Rohit Sharma has opined that there were no demons on the wicket for the batsmen and it was a typical Indian wicket where the odd ball turned in. The Indian opener has further added that it was a good learning curve for the Indian batting unit as a whole on how to bat on such wickets.
India ended a complete annihilation in the third Test in Ahmedabad, with a 10-wicket victory that had domination written all over it. Even though India succumbed to a first-innings batting collapse, putting up just 145 runs, the second innings bowling by the spin duo of Axar Patel and Ravichandran Ashwin were as good as it got.
Rohit, who scored a half-century in the first innings and hit the winning runs in the second dig, stated that pink ball was travelling faster than the red cherry and India will have to do a bit of adjustment when they play the next Pink Ball Test.
“I think, to be honest, the Pink ball came to the bat a little faster than the normal red ball. In the evening. In the evening when the temperature goes down, maybe a degree or two plus the dew factor as well. All in all, the pace of the Pink ball is slightly quicker. It is something we need to adjust as quickly as possible and understand what we need to do whenever we play the Pink ball Test match in India,” Rohit said in the post-match press conference.

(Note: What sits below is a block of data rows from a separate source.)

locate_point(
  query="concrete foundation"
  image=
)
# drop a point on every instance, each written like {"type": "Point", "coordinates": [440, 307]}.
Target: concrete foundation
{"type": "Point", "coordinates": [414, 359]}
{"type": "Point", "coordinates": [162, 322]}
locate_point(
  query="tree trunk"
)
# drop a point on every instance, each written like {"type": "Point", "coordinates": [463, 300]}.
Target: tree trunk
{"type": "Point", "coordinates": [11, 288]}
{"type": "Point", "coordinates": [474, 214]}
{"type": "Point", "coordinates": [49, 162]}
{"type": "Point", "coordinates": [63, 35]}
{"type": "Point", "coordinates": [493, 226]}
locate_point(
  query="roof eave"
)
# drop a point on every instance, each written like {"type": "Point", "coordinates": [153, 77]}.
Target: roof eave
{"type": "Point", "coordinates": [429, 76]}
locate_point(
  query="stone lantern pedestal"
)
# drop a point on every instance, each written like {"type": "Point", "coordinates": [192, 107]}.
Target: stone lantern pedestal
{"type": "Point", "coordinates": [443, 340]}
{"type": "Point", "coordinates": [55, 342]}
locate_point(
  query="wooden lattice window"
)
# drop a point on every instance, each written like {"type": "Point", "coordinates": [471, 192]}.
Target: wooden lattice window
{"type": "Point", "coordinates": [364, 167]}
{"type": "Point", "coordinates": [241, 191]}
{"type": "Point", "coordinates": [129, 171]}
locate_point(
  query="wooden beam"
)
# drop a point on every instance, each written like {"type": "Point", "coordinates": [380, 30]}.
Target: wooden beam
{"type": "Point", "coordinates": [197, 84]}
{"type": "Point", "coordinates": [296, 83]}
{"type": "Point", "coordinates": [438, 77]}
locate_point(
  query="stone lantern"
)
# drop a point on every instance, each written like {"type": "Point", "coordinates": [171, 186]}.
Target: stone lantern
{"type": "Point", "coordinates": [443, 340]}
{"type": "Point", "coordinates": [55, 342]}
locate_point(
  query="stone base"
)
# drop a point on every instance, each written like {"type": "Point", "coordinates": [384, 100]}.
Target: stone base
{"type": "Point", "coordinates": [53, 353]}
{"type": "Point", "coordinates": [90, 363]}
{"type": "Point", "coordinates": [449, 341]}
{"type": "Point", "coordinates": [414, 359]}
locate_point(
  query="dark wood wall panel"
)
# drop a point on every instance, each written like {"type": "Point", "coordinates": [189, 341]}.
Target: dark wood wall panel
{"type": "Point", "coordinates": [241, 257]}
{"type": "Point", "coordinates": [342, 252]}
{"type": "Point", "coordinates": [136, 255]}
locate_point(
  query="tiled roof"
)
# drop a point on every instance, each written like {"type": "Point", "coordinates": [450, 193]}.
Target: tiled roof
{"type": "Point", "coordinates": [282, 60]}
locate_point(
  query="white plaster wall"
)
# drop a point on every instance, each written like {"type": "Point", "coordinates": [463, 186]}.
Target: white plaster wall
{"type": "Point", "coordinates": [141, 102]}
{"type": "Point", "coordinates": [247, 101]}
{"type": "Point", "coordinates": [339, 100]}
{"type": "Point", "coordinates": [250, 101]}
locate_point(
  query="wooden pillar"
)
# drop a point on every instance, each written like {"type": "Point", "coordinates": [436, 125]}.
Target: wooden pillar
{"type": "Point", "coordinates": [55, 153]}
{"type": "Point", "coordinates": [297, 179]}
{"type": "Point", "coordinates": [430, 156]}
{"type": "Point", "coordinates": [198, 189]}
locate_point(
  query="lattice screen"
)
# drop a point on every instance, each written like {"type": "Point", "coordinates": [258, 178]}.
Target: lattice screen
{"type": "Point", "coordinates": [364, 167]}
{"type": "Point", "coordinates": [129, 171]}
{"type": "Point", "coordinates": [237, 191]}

There was a lot of criticism for the wicket in Ahmedabad as it combinedly lasted less than six sessions and Indian batsmen, who are traditionally better players of spin bowling, couldn’t match to the standard. Rohit stated that it was more down to the poor application against the non-turning ones that called the shots and the pitch had no demons for batsmen.
“Honestly speaking, if you look at the entire 30 wickets that were fallen, batsmen didn’t apply the technique. From our side also as well as them. Some of the shots that we played were not upto the standards. And again, the pitch was completely fine. It was a typical Indian wicket where it would turn. The odd ball would come in.”
“We just made mistakes from our side in terms of understanding which shots to play from which side. We were confused whether we should play cut shots or not, play sweep or not. Those are the things we need to understand if you are playing on such pitches. In Chennai, every ball was turning from the rough, there was no rough here. This is good learning for us as a batting unit. When we play next, we will be very equipped to play on such tracks,” Rohit concluded.
The fourth and last match of the series will be played at the same venue, from March 4.